Les conditions de l’article L 742-4 20 et 3° sont réunies.
Par ailleurs, M. [E] n’a pas de passeport, il ne peut faire l’objet d’une assignation à résidence.
En outre, il a déjà été condamné pénalement à deux reprises, y compris pour des infractions à la législation sur les stupéfiants. De tels faits sont une menace à l’ordre public et la situation précaire de M. [E] est propice à une réitération de telles infractions ( il est sans domicile et sans ressources). Ainsi la remise en liberté de M. [E] constitue une menace à l’ordre public.
Pour toutes ces raisons, la décision querellée est justifiée et sera confirmée.
PAR CES MOTIFS
Statuant publiquement par décision Contradictoire en dernier ressort, après débats en audience publique,
Confirmons l’ordonnance du magistrat désigné pour le contrôle des mesures d’éloignement et de rétention en date du 23 Mai 2026, en toutes ses dispositions
Les parties sont avisées qu’elles peuvent se pourvoir en cassation contre cette ordonnance dans un délai de 2 mois à compter de cette notification, le pourvoi devant être formé par déclaration au greffe de la Cour de cassation, signé par un avocat au conseil d’Etat ou de la Cour de cassation.
Le greffier Le président
Reçu et pris connaissance le :
Monsieur [T] [E]
Assisté d’un interprète
COUR D’APPEL D’AIX-EN-PROVENCE
Chambre 1-11, Rétentions Administratives
Palais Verdun , bureau 443
Téléphone : [XXXXXXXX01] – [XXXXXXXX02] – [XXXXXXXX03]
Courriel : [Courriel 1]
Aix-en-Provence, le 25 Mai 2026
À
— PREFECTURE DES BOUCHES DU RHONE
— Monsieur le directeur du centre de rétention administrative de [Localité 1]

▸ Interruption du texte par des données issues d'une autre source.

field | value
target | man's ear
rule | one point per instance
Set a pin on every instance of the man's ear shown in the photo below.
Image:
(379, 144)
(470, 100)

— Monsieur le procureur général
— Monsieur le greffier du Magistrat du siège du tribunal judiciaire chargé du contrôle des mesures privatives et restrictives de libertés de MARSEILLE
— Maître Caroline BREMOND
NOTIFICATION D’UNE ORDONNANCE
J’ai l’honneur de vous notifier l’ordonnance ci-jointe rendue le 25 Mai 2026, suite à l’appel interjeté par :
Monsieur [T] [E]
né le 02 Octobre 2006 à [Localité 2] (TUNISIE) (99)
de nationalité Tunisienne
Je vous remercie de m’accuser réception du présent envoi.
Le greffier,
VOIE DE RECOURS
Nous prions Monsieur le directeur du centre de rétention administrative de bien vouloir indiquer au retenu qu’il peut se pourvoir en cassation contre cette ordonnance dans un délai de 2 mois à compter de cette notification, le pourvoi devant être formé par déclaration au greffe de la Cour de cassation.